There is a cost to using the right language in the interpretation of “uncertainty intervals” (the range of plausible values that cannot be ruled out by the data). To compute a Bayesian interval, Bayesians have to specify an a priori assumption about the true effect size. This prior can be true or false and as it is not based on data it is most likely to be false. Data are used to reduce the falseness of the prior, but especially when the data set is small, the prior will still bias the credibility interval. As a result of this step, all credibility intervals are conditional on a prior and will vary for different priors. So, Bayesians will have to say properly, Conditional on my prior beliefs, I can assert that the 95% credibility interval contains the true value.” This is done in election forecasts when results of one survey are used to update an existing model based on other information. It makes little sense to rely on some researcher’s prior when they present the results of their study. Who would trust a researcher who says, Conditional on my prior beliefs, the results support my hypothesis? Frequentist statistics avoid this problem which is why they have remained the dominant approach despite Bayesian’s criticism for 100 years.
Hi Uli, thanks for chiming in! Yes, you are absolutely right about the downside (or upside, depending on whom you ask) of conditioning on prior beliefs. I’ll adjust the language a bit; I think in a previous draft I had a side remark “at the cost of having to specify a prior.” Given that the post may be interpreted as “just go Bayesian, it solves this at no cost,” probably good to re-insert some information.

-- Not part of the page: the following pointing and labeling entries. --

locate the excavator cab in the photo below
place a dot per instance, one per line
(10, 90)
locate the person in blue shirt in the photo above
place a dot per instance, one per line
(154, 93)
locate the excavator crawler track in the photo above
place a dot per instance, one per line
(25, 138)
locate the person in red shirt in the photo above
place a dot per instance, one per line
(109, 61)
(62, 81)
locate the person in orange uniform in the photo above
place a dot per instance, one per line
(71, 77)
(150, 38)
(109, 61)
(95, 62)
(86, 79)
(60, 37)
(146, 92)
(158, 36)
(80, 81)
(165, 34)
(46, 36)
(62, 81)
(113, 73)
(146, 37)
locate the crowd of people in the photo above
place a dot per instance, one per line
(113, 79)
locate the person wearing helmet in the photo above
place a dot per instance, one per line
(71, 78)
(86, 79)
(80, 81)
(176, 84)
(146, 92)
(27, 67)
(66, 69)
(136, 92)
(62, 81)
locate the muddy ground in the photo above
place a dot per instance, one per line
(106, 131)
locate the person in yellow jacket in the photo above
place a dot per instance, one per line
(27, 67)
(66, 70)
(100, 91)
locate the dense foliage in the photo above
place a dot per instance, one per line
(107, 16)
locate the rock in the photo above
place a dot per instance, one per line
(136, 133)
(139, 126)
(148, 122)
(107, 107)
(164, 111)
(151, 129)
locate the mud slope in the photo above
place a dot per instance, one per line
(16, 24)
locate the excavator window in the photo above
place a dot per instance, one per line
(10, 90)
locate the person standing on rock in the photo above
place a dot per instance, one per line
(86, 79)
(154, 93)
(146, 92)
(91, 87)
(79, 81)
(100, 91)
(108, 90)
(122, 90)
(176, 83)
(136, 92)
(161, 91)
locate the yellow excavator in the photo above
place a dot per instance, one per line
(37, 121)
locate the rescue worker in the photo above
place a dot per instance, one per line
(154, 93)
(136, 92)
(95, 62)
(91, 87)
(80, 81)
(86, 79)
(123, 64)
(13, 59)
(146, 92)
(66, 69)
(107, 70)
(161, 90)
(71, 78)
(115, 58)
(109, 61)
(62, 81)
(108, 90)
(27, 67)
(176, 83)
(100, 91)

Wow I forgot Rickrolling was a thing
I admit it’s a bit of a vintage meme.
I’m a noob in this field, and I’ve never laughed so hard in my life! I guess I’ve officially leveled up to ‘math nerd’ status 🤓🤣
Is it correct to say that the probability is 1 if the true value happens to be in the confidence interval, and 0 if it is not, and we just don’t know which it is?
I am not sure this would be correct — people have “explained” it that way to me, but others have pointed out that this is not frequentist canon (possibly because it still assigns probabilities at all?) and, thus, a straw man.